The surrogate data method (also called the surrogate method) is a way to investigate the characteristics (features and nature) of data statistically. There are characteristics in data we cannot tell just by looking at the behaviours and appearances. For example, when the behaviour shows irregular fluctuations we cannot know whether the fluctuations are random or not. We can investigate underlying characteristics of the data statistically by the surrogate data method. To apply the method we specify a characteristic we want to investigate as a hypothesis and generate many data sets according to the hypothesis. We refer to the data as surrogate data. We then see if there is any difference between the analysis target data and the surrogate data sets. If there is no significant difference between them, we consider that the target data contains the specified characteristic. If there is sufficient difference, we consider that the data does not contain the characteristic. We can make a hypothesis freely. In this way we can investigate characteristics of phenomena.
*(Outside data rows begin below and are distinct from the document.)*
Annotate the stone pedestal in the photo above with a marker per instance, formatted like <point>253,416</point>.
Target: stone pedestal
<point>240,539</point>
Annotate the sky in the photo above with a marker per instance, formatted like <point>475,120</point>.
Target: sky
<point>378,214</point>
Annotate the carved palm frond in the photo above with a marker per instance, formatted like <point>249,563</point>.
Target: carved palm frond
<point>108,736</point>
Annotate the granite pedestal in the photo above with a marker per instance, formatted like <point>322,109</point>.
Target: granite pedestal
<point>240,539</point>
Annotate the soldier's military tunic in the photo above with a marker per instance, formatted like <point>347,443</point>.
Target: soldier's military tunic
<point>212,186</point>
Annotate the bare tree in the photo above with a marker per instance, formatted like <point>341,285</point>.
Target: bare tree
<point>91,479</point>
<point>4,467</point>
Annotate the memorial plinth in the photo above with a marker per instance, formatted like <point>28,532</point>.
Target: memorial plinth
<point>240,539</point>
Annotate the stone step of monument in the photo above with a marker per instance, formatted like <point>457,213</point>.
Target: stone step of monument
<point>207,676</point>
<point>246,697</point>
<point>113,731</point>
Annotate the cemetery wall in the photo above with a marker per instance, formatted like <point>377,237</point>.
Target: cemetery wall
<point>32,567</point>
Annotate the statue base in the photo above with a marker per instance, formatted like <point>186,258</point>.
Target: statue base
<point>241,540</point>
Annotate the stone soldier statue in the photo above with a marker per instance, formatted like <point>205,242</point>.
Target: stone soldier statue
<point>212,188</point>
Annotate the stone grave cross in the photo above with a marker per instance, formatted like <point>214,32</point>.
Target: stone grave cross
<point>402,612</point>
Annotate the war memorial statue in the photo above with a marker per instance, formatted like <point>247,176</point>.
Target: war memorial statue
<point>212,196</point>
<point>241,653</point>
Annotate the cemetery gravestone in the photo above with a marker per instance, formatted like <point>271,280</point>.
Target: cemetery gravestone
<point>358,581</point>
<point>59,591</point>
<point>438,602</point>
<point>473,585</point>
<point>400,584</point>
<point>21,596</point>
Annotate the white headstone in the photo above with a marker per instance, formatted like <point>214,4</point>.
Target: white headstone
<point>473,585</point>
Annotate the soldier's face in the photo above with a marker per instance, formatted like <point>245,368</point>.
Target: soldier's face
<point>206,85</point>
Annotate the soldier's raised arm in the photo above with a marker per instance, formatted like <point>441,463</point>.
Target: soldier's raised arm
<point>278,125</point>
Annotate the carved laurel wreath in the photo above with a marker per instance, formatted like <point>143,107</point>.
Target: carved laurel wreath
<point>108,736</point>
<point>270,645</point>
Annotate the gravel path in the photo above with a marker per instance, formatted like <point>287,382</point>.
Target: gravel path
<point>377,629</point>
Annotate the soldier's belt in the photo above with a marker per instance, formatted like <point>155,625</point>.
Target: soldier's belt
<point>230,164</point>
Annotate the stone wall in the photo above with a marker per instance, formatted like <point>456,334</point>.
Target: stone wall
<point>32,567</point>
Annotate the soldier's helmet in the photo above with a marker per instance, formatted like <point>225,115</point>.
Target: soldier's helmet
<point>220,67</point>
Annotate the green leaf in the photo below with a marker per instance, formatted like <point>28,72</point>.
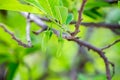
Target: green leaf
<point>48,6</point>
<point>12,67</point>
<point>94,4</point>
<point>61,14</point>
<point>35,3</point>
<point>15,5</point>
<point>69,18</point>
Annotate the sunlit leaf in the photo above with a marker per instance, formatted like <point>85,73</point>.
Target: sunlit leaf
<point>15,5</point>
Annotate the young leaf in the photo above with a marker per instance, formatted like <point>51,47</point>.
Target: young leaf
<point>15,5</point>
<point>12,67</point>
<point>61,14</point>
<point>46,37</point>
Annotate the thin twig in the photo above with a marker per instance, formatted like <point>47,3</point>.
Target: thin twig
<point>77,25</point>
<point>13,36</point>
<point>110,45</point>
<point>99,51</point>
<point>82,43</point>
<point>91,24</point>
<point>28,30</point>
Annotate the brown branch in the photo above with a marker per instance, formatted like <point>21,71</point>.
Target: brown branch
<point>77,25</point>
<point>81,43</point>
<point>91,24</point>
<point>110,45</point>
<point>13,36</point>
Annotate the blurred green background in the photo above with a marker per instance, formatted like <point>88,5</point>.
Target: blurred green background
<point>37,63</point>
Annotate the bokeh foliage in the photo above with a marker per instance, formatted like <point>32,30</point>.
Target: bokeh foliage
<point>32,63</point>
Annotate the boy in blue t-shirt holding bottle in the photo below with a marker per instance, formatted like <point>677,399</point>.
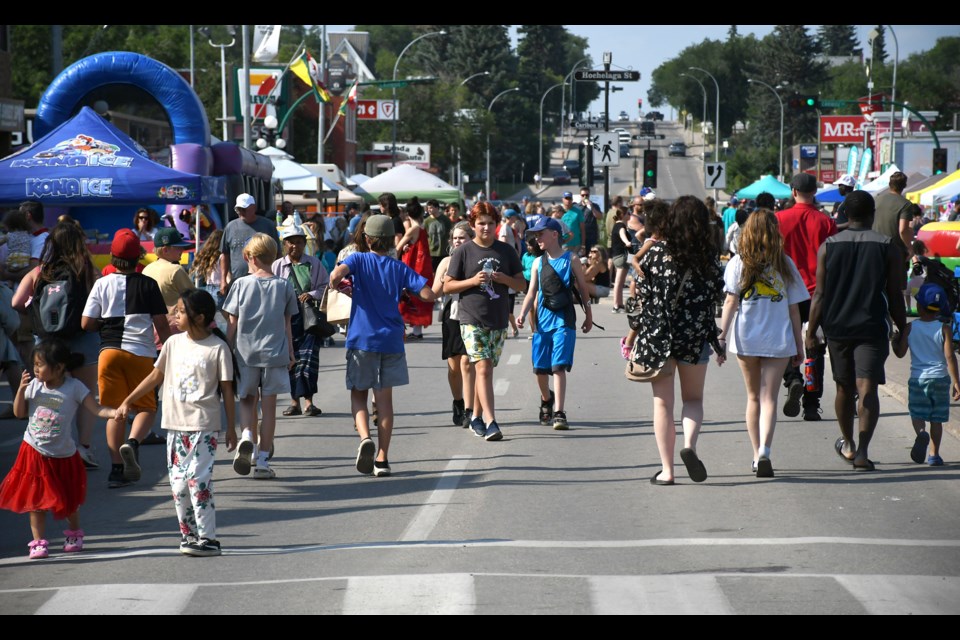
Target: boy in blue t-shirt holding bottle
<point>375,353</point>
<point>933,372</point>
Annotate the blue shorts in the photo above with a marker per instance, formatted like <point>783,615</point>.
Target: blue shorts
<point>929,399</point>
<point>553,350</point>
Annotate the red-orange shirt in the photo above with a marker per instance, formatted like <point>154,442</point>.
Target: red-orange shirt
<point>804,229</point>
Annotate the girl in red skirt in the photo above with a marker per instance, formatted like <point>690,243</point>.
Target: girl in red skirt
<point>48,474</point>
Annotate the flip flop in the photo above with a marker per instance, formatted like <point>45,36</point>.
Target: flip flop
<point>919,451</point>
<point>838,447</point>
<point>655,480</point>
<point>695,468</point>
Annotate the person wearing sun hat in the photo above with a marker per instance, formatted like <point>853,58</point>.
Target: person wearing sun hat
<point>309,279</point>
<point>126,307</point>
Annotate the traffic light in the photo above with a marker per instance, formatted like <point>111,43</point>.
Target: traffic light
<point>939,161</point>
<point>650,168</point>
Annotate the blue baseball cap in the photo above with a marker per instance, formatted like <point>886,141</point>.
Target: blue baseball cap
<point>932,297</point>
<point>545,223</point>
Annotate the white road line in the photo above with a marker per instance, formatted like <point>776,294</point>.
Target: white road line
<point>450,594</point>
<point>429,514</point>
<point>664,595</point>
<point>516,544</point>
<point>119,599</point>
<point>905,595</point>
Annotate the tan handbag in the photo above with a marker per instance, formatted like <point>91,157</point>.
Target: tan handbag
<point>336,305</point>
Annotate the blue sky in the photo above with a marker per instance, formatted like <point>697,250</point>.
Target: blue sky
<point>645,47</point>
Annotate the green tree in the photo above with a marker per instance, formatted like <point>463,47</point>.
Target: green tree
<point>837,39</point>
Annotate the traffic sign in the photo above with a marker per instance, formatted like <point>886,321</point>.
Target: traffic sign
<point>715,175</point>
<point>606,149</point>
<point>603,75</point>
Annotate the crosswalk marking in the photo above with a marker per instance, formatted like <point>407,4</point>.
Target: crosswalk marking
<point>446,594</point>
<point>429,514</point>
<point>664,595</point>
<point>119,599</point>
<point>905,595</point>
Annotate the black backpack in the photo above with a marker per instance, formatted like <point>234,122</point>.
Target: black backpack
<point>57,306</point>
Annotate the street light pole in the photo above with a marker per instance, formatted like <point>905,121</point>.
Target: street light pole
<point>716,144</point>
<point>489,109</point>
<point>780,100</point>
<point>396,65</point>
<point>223,69</point>
<point>703,135</point>
<point>542,98</point>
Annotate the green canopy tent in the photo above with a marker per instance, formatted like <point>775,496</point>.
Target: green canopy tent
<point>767,184</point>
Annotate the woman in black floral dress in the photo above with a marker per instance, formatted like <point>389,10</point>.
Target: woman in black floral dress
<point>682,278</point>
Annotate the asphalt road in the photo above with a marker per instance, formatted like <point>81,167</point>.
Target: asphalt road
<point>541,522</point>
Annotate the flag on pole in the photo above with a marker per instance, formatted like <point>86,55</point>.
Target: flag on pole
<point>351,99</point>
<point>266,42</point>
<point>307,69</point>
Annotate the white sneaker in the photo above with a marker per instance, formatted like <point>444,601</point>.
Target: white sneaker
<point>89,456</point>
<point>264,472</point>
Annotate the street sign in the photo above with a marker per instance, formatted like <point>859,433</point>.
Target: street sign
<point>583,125</point>
<point>715,175</point>
<point>603,75</point>
<point>606,149</point>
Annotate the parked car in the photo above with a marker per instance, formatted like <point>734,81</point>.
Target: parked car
<point>560,176</point>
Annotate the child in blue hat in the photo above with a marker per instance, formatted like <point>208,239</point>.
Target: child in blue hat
<point>933,372</point>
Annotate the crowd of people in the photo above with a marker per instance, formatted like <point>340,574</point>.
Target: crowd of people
<point>787,282</point>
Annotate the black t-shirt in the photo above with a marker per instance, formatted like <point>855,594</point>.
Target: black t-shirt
<point>478,305</point>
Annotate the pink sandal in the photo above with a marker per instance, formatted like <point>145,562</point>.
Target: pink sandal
<point>38,549</point>
<point>74,541</point>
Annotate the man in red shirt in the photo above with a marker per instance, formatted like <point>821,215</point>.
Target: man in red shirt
<point>804,229</point>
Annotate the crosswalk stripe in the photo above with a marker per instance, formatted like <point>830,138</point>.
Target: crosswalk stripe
<point>119,599</point>
<point>663,595</point>
<point>446,594</point>
<point>429,514</point>
<point>905,595</point>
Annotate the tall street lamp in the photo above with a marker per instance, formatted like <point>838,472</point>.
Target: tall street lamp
<point>232,31</point>
<point>396,65</point>
<point>559,84</point>
<point>893,97</point>
<point>703,136</point>
<point>716,144</point>
<point>780,100</point>
<point>489,109</point>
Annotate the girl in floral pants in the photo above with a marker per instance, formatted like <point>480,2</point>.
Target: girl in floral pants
<point>198,369</point>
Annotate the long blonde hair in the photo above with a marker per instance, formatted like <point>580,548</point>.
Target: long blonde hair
<point>761,246</point>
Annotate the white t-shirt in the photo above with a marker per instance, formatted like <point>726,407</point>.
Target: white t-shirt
<point>52,411</point>
<point>192,370</point>
<point>761,326</point>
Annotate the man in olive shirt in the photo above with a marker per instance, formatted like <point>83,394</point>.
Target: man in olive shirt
<point>893,218</point>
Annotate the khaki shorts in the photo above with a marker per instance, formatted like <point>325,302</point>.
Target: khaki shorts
<point>119,373</point>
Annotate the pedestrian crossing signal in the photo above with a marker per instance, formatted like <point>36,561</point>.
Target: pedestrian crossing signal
<point>650,168</point>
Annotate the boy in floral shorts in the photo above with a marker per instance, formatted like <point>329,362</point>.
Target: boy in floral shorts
<point>482,272</point>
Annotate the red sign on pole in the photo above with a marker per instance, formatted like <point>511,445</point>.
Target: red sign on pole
<point>841,129</point>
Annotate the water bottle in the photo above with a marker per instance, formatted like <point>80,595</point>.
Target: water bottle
<point>809,375</point>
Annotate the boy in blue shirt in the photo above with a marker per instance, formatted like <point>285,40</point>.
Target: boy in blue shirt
<point>556,333</point>
<point>375,354</point>
<point>933,372</point>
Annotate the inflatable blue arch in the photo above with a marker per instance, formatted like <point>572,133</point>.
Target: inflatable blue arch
<point>188,119</point>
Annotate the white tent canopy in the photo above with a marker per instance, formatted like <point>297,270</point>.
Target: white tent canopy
<point>883,180</point>
<point>406,181</point>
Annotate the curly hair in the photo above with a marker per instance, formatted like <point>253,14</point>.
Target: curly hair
<point>761,247</point>
<point>483,209</point>
<point>688,234</point>
<point>66,247</point>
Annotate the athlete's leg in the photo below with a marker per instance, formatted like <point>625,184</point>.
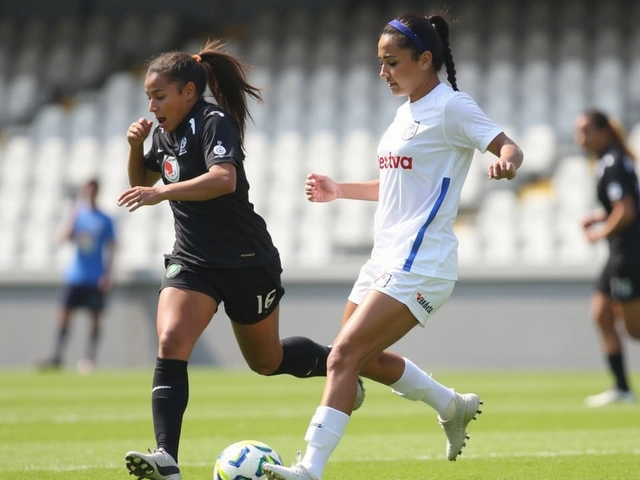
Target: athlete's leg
<point>385,368</point>
<point>604,313</point>
<point>62,334</point>
<point>631,315</point>
<point>266,354</point>
<point>377,323</point>
<point>182,317</point>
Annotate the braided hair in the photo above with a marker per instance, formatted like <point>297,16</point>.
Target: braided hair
<point>433,32</point>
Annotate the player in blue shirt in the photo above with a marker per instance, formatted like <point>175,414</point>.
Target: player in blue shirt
<point>88,276</point>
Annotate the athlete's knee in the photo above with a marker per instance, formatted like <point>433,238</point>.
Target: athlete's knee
<point>262,365</point>
<point>633,329</point>
<point>343,356</point>
<point>171,344</point>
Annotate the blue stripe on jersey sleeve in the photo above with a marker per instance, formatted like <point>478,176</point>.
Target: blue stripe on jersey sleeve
<point>434,211</point>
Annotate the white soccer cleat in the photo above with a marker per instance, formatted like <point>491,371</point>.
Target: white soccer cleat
<point>156,465</point>
<point>608,397</point>
<point>294,472</point>
<point>360,393</point>
<point>455,428</point>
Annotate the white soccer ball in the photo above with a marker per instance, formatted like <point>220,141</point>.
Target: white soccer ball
<point>243,461</point>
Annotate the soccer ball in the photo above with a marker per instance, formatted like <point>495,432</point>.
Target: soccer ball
<point>243,461</point>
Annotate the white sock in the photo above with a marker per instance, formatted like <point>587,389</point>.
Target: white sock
<point>414,384</point>
<point>323,435</point>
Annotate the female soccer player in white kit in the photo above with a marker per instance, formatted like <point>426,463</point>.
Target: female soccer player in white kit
<point>423,158</point>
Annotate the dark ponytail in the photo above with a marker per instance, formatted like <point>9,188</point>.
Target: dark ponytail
<point>442,27</point>
<point>602,121</point>
<point>225,76</point>
<point>433,36</point>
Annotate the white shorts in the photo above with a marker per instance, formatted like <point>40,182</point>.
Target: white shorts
<point>422,295</point>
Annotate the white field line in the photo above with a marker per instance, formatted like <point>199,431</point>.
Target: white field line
<point>480,456</point>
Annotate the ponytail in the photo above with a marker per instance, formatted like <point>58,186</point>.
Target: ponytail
<point>225,76</point>
<point>420,34</point>
<point>616,131</point>
<point>227,80</point>
<point>442,27</point>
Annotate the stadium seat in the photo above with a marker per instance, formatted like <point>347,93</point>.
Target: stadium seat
<point>50,121</point>
<point>23,97</point>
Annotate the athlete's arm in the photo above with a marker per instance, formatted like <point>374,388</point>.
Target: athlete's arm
<point>509,157</point>
<point>139,174</point>
<point>623,213</point>
<point>320,188</point>
<point>219,180</point>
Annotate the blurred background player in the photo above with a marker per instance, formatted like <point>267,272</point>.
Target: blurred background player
<point>223,252</point>
<point>617,291</point>
<point>88,276</point>
<point>423,160</point>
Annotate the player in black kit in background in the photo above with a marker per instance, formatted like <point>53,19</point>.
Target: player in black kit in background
<point>617,291</point>
<point>223,252</point>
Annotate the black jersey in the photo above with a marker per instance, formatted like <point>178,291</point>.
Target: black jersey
<point>224,231</point>
<point>616,179</point>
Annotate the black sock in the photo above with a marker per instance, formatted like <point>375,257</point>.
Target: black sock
<point>169,399</point>
<point>61,341</point>
<point>92,347</point>
<point>616,365</point>
<point>303,358</point>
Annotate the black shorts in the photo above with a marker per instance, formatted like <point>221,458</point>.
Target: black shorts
<point>249,294</point>
<point>620,279</point>
<point>81,296</point>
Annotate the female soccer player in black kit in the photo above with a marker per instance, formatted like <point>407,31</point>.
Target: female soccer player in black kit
<point>617,293</point>
<point>223,252</point>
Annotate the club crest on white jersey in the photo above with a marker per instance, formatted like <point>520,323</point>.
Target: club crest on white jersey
<point>411,131</point>
<point>171,169</point>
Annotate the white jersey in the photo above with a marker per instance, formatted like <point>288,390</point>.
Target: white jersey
<point>424,157</point>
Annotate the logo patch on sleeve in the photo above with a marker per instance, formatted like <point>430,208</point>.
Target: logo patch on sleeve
<point>219,150</point>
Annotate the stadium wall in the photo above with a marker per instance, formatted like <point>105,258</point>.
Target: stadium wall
<point>489,323</point>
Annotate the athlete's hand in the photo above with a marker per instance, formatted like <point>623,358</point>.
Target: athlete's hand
<point>320,188</point>
<point>502,169</point>
<point>136,197</point>
<point>138,132</point>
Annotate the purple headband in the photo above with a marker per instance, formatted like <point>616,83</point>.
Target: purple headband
<point>406,31</point>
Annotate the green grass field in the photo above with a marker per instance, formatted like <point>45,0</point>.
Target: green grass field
<point>533,426</point>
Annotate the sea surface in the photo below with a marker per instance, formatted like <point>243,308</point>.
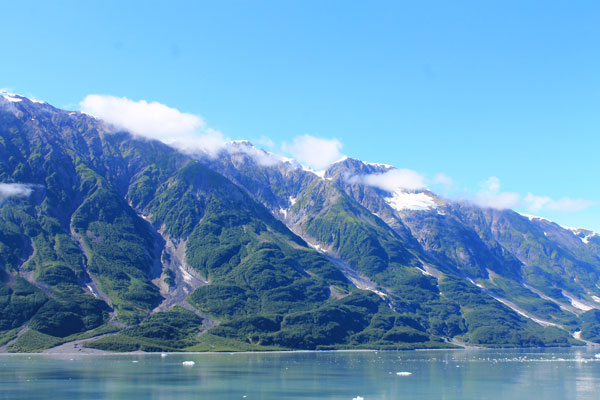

Basic idea of the surrogate data method and an example of the applications
The time series data we want to examine shows irregular fluctuations. One of the reasons of the appearance of irregular fluctuations is nonlinearity. Hence, we investigate whether there is nonlinearity in irregular fluctuations of the time series. The hypothesis we set is that the data is linear. There is a method which can eliminate (or destroy) nonlinearity in data. We generate many data sets using the method, where there is no nonlinearity in the data sets. We refer to the data as surrogate data. If there is no nonlinearity in the original data, the surrogate data sets which do not have nonlinearity have the same characteristic as the original data. Hence, there should not be large difference between these statistics. On the other hand, if there is nonlinearity in the original data, the surrogate data sets which do not have nonlinearity have different characteristic from the original data. Hence, there should be large difference between these statistics.